What I'm saying: The functionality of manually checking and setting the modem control signals is not commonly needed; for the rare case that needs them, a synchronous call is sufficient. The use case you want (which is to build a hardware monitoring device) is not what the serial stack is intended for. I fully believe that Linux has it, but that's because Linux has a wider spectrum of use cases which is outside the normal server computing model, for example laboratory data acquisition.

Another remark: Don't be so dismissive of polling. What time resolution do you need? It would be hard to argue that you need anything better than 10ms. So try putting the ioctl for checking the modem control signals (I think it is TIOCMGET, but that's from memory) in a loop that is executed every 100 times a second, and measure the CPU consumption. My educated guess is that polling is a perfectly adequate technique here. For example: At home, I poll two pressure sensors that are connected via serial ports. Reading their value requires an interestingly complex serial protocol (I use ModBus), and I do that 20 times per second. To make matters worse, the whole code is written in Python. It uses 3-4% of the CPU. In efficient C, it would probably be an order of magnitude faster.


----------



## ogogon (Nov 12, 2022)

Thanks for the answer, but it's kind of sad...

It turns out that you need to write two methods for obtaining information and adjust the C preprocessor so that the corresponding one is compiled on each platform.
Or do only a polling loop with a time delay and get ridiculed by linuxoids who start saying that BSD programmers live like bears in a den...


----------



## ralphbsz (Nov 12, 2022)

It's not kind of sad, it is the way engineering goes. Every product or project is a compromise. FreeBSD is a compromise, to be a really good, clean, stable, and streamlined server OS. It can also do desktop, but that's up to the user to configure. It is not used much for hardware hacking, or as a base for hardware-close embedded systems.

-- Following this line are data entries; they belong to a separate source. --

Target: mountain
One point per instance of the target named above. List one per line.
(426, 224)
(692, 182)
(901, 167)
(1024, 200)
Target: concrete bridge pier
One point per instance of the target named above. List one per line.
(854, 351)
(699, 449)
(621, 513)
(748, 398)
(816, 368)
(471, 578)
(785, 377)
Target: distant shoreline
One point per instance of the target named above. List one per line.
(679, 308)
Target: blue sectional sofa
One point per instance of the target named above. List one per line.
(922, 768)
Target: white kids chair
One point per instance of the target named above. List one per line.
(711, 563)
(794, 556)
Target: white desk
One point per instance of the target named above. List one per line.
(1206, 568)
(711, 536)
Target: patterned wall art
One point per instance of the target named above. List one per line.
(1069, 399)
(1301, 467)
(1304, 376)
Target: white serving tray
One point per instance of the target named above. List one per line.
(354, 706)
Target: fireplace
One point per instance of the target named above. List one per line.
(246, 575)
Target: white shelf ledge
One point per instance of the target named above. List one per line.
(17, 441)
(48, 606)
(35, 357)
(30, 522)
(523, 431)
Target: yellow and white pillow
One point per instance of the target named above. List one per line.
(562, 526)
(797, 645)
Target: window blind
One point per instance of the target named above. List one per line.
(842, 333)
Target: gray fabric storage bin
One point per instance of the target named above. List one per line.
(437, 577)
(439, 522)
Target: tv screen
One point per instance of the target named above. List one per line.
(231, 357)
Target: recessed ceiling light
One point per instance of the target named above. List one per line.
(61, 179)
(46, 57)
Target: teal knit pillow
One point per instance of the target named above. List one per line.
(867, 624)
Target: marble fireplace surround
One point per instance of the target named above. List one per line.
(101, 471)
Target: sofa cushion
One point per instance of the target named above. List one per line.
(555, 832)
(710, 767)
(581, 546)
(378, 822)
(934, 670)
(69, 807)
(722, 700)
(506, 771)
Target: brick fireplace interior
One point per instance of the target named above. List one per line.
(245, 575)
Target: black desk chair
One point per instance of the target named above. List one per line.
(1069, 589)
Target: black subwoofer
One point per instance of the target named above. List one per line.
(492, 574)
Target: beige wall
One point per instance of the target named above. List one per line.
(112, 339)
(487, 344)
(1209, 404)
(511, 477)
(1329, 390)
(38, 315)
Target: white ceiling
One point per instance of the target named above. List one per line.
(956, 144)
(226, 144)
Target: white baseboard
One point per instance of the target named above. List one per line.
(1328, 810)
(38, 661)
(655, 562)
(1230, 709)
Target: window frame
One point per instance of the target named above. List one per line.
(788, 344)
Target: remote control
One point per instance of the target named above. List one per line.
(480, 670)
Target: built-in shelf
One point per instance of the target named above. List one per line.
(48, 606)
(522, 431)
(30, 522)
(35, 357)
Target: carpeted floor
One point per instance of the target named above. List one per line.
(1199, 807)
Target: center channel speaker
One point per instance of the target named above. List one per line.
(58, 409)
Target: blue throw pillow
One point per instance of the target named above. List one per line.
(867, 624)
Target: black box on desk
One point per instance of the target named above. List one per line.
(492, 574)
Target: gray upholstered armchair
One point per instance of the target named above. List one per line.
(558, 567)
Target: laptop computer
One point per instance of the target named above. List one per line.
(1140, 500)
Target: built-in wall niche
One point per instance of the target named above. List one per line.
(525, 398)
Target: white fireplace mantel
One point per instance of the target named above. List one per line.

Use the appropriate tool. If you want to check modem control lines and not write a polling loop, Linux (or an embedded OS or writing kernel code yourself) is the correct answer. You are bemoaning that a philips screwdriver is not very good at putting in nails: I agree. Don't use it if it doesn't fit.

I have several Raspberry Pi around the house, one of them in continuous production. I tried FreeBSD on it, and switched to Linux (Raspbian = Debian). Not because I like it particularly, but because the hardware support was just much better. Certainly, FreeBSD is "Turing complete", and could have done what I wanted with sufficient effort. But I used the path of using the appropriate tool.


----------